B同修說,她有看不慣A同修的心,聽到A反覆講自己的經歷和勸退成果,聽幾次就不愛聽了。同修C說,她也有看不慣A的心(她倆認識多年),看她沒有把家庭平衡好,已經造成了損失,她自己還固執己見,替她著急。

A同修不想聽下去,讓我們別再說話。我們三人就說:你這是有不能被人說的心。我說,我想起了師父說的一句話「理也給你講了,法也給你講了,你自己還不想提高,那你怨誰呀?」[2]A一聽,就火了:「你們三個大幫哄!拿師父的話來壓我!自己修的怎樣,只有師父知道!」

晚上,看著A同修悶悶不樂的睡在我身旁,我心裏想:師父不是說過,「你真心為別人好,沒有一點為私的心,你講出的話能使別人落淚。」[3]那為甚麼我說出的話,人家很反感呢?

我發現自己骨子裏還是有小看A的因素。自認為注重向內找,看到同修不會向內找,覺得她修的不紮實,於是自己顯示心、歡喜心就往出冒。說她的時候,越說越來勁,帶著爭鬥心,想用師父的話修理同修。師父看到我有這麼多不好的心,就借她的嘴點醒我。

問題找到了,趕緊發正念清理。那幾天,我們每次發正念的時候,都同時清理我們四人的空間場,並特別解體另外空間的邪惡對我們四人的間隔。

第二天早上,我們跟往常一樣招呼A一起背法,她不來,只好我們三個背。但那天就想背《真修》,我們三個都不會,只有A會,我們就央求她:快來吧,我們都不會,等你呢!

A來了,說她很難過,這個關沒過好。師父昨天晚上讓她看到一隻流淚的眼睛,師父為她著急呢。她說自己修的太差了,聽不了別人說。以前看到別人這樣,還會勸說別人,輪到自己,怎麼這麼難過呢!

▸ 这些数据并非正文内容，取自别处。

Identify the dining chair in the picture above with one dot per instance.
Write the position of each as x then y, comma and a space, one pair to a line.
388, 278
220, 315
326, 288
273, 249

同修A回來了,我太高興了,突然間淚流滿面,我不能確切知道自己流淚的原因,只是隱約感受到,在我們剜心透骨向內找之後,另外空間裏師父用巨手一擋,有甚麼東西轟然倒地。

A同修煥發了往日的神采,講真相那真是所向披靡。她第二天就要出去了,當時拘室內還有四人沒有被勸退。我還在心裏計劃,今天跟誰講,明天跟誰講,後天跟誰講,趕在我出去之前,對所有人都講一遍。

我們中午吃飯時,A說她明天要走了,還有四個人沒三退。我想,都惦記這事呢。不一會兒,就見她坐過去,拉著這個的手講,摸著那個的膝蓋講,跟這個低語,跟那個說說……兩小時不到,A過來告訴我:全都三退了。我真是打心眼兒裏佩服她,也暗暗下決心:我得加油啊!

拘留所裏證實法的環境

在拘留所裏,我們始終保持著很強的正念,在師父的加持下,在拘留所外同修發正念的加持下,這裏的場很正。

我們不承認自己是被拘留人員,凡是與被拘留人員身份有關的東西一律不接受。我們不報數,不念被拘留人員管理條例,不唱被拘留人員每日早課必唱的邪黨歌曲,相反,我們教會了室友們唱《法輪大法好》、《生生為此生》、《夢醒》等有關大法的歌曲。有時我們對著窗外大聲的唱,希望這歌聲傳的越遠越好。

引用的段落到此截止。